In Chachi 420, Kamal Haasan creates an on-the-spot alter ego named Laxmi Godbole inspired by a bunch of billboard ads while talking to someone in a phone booth.
Can you imagine the yarns he'd weave from inside a mythology strewn spooky palace?
If anyone ever wondered, writer and director Ashok's revenge horror, first released in Tamil and Telugu as Bhaagamathie and now remade in Hindi as Durgamati for Amazon Prime Video has the answers.
Of course, it's not Haasan, but Bhumi Pednekar juggling between prisoner and possessed as voodoo and vendetta collide in the middle of a haunted mansion full of shrieking sounds, pyrotechnical display and imprints of everything between Madhumati and Manichitrathazhu.
It s a dated imagery of same old tricks -- abandoned spaces, rustling corners, rundown stairs, formidable paintings, ominous chandelier, winged creatures and tailed, locks and chains, trembling torches stumbling upon a book of secrets and the camera documenting the bleakness of it all from a cautious distance.

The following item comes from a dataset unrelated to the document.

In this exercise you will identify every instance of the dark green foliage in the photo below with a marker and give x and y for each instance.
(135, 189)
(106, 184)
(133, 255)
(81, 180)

A woman charged with murdering her beau is detained inside an ancient, eerie building, rumoured to be inhabited by the spirit of a violent queen, and the psychiatrist sent to investigate inquiries, 'Is she going through some kind of trauma?'
Durgamati's idiocy knows no bounds.
And blabbering 'kakorrhaphiophobia' or tossing in a tongue-on-fire tantrik only makes it worse.
Even the usually spunky Bhumi appears awfully jaded as the IAS officer and minister's personal secretary grilled by CBI (Mahie Gill) over her boss's (Arshad Warsi shows his cards early on) suspected fraud until paranormal activity grabs hold of her in isolation.
Something wicked is around the corner as Durgamati unleashes an onslaught of jump scares, red herrings and hysterical makeovers before a handful of laughable flashbacks and twists confirm the viewer's worst suspicion -- much ado about nothing.
Durgamati is so caught up with the tired rituals of the 'boo' genre and bruising and battering its heroine, none of its so-called attempts to juice up the premise by creating a familiar people versus politician conflict can salvage the scene.
Especially if your suspension of disbelief isn't compromised to the extent of buying a blank Karan Kapadia as the voice of the voiceless who chucked his Stanford degree to practise kurta activism in rural Madhya Pradesh.
What is interesting is how peculiar the throwaway gibes ('Politics mein kamal nahi sirf keede khilte hain') sound in an Akshay Kumar co-production given his commitment to hyper-nationalist cinema.
For all its aim of concocting a shrewd mix of intrigue and injustice what sticks out is the sheer sloppiness of this tediously formulaic drivel.
Add to that, it is such a poorly performed show.
Perfectly decent actors show zero inclination to make it work.
Where Bhumi's misplaced restraint dilutes the hostile impulses of a true blue avenging angel, Mahie Gill's stiff upper lip speaking in a phony Bong accent is unbearably jarring.
On seeing the case is going nowhere, she orders everybody, 'It's over.'
If only Durgamati would too.
Durgamati is streaming on Amazon Prime Video.